Game of Thrones, Season 3/ Season 4
Since David had a Game of Thrones costume, I figured I would try out a look from the show for my own.
I chose my favorite female character from the show - Sansa Stark. She's a polarizing character for sure, but that's what I love about her. Her costumes in Season 3 and 4 were my favorite. She had moved on from the little girl dresses, but hadn't quite emerged in head-to-toe black yet.
I started with this dress in mind, and went searching for a Simplicity pattern that would work. I found Simplicity Pattern 1009, some gorgeous dark purple silk, and a mauve swiss dot polished cotton - and went for it.
This was my very first garment, so I had a lot to learn.
I chose "C" as the dress since it had the coat look I was going for and I jumped in. I was done with the bodice and moving on to the skirt when I realized a few things:
1) This beautiful silk was fraying like crazy
2) The "godet" panel wasn't going to cut it, for the look I was trying to emulate
3) I had to learn how to put in a hidden zipper
So I regrouped. The fraying silk would continue to cause problems, but with the help of a friend I was able to brainstorm a way to alter the pattern so it did what I wanted.
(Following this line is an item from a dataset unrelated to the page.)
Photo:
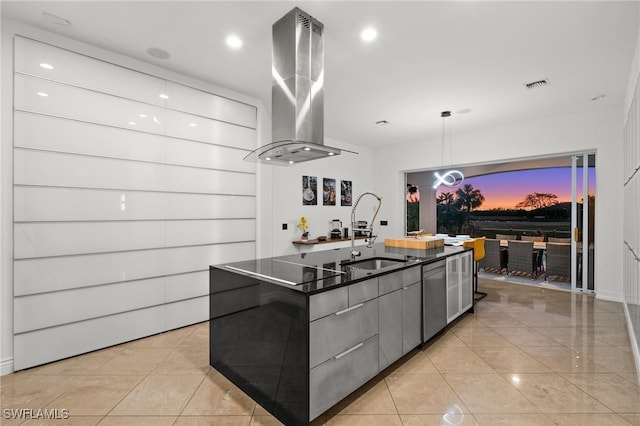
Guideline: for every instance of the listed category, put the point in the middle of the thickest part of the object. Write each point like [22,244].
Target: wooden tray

Instead of sewing the center of the bodice up, and making a faux clasp I just cut it back open, finished the edges and attached hook and eyes (a tedious task if there ever was one). Then I left the skirt open as well, not putting in the godet panel.
Next, I made an underskirt out of my polished cotton. This was a good choice, since it made the dress flow and added some extra volume to the skirt, which it needed. The bonus to this solution was - no more zipper! It turned out to be a more comfortable design and more authentic in construction
I was finally ready to add - the sleeves. Holy crap those were some sleeves. They were only piece of the garment that had a lining, so they weighed a ton.
Not to mention, they were way too long, and impossible to wear. I tacked up the sleeves to the elbow so at least my hands were free and it exposed the pretty lining fabric more.
At that point, the dress was assembled - and... it was too big. I cut it to my pattern size (22), because I need it for my shoulders and hips, but that left my waist and bust way too small for the pattern. I was swimming in fabric. I learned another lesson at this point: make the bodice out of muslin first.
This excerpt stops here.